As the final year of his career pans out, Lynch said he plans to continue making progress on things like Common Core implementation, the incorporation of technology that supports the curriculum, and staff development — three initiatives he said have been among his priorities in recent years.
He said finances continue to be a challenge for low-wealth communities like Fulton, but the district is still making great strides in getting its students ready for whatever step they may take after graduation, whether it’s higher education, military service or the workforce.
“I certainly plan to do everything I can possibly do to make sure the district is in the greatest shape possible for whoever the board selects (to be the next superintendent),” Lynch said.
Earlier this month, the Board of Education hired a consultant to help guide the district though the process of finding Lynch’s successor. The board also put together a survey it hopes district residents will utilize to offer input for the search.
The survey is currently posted on the district’s website, where it will remain available until Sept. 23. For those without internet access, the board will provide hard copies of the survey at each school’s open house this fall. Board President David Cordone said at least one board member will be present at each open house to hear input and help residents fill out the survey.

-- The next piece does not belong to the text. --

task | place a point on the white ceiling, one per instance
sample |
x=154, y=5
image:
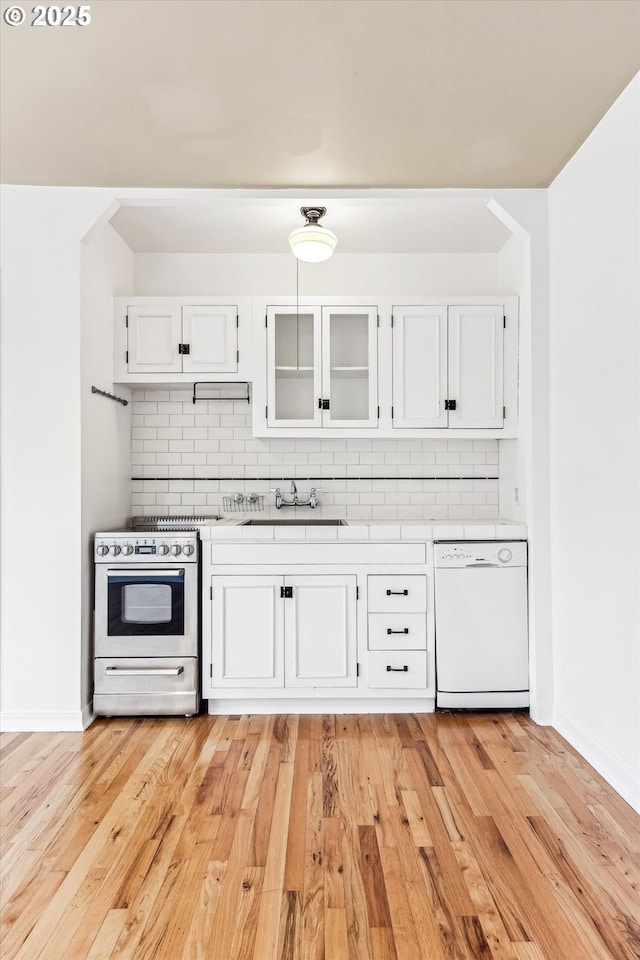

“We’re encouraging people to use the online survey, but we do want to include everyone’s input and we know there are some people in the district who might not be able to access the website,” Cordone said. “We felt it was important that we have something for those who don’t have internet access, so those people can attend any open house and we will have a board member present with a paper copy.”
Cordone said the board hopes to announce Lynch’s successor in early 2016. Lynch said he plans to do everything he can to ensure a smooth transition to the new leader. Harkening back the lessons he learned as runner in high school, he said he plans to “end the race 10 yards past the finish line.”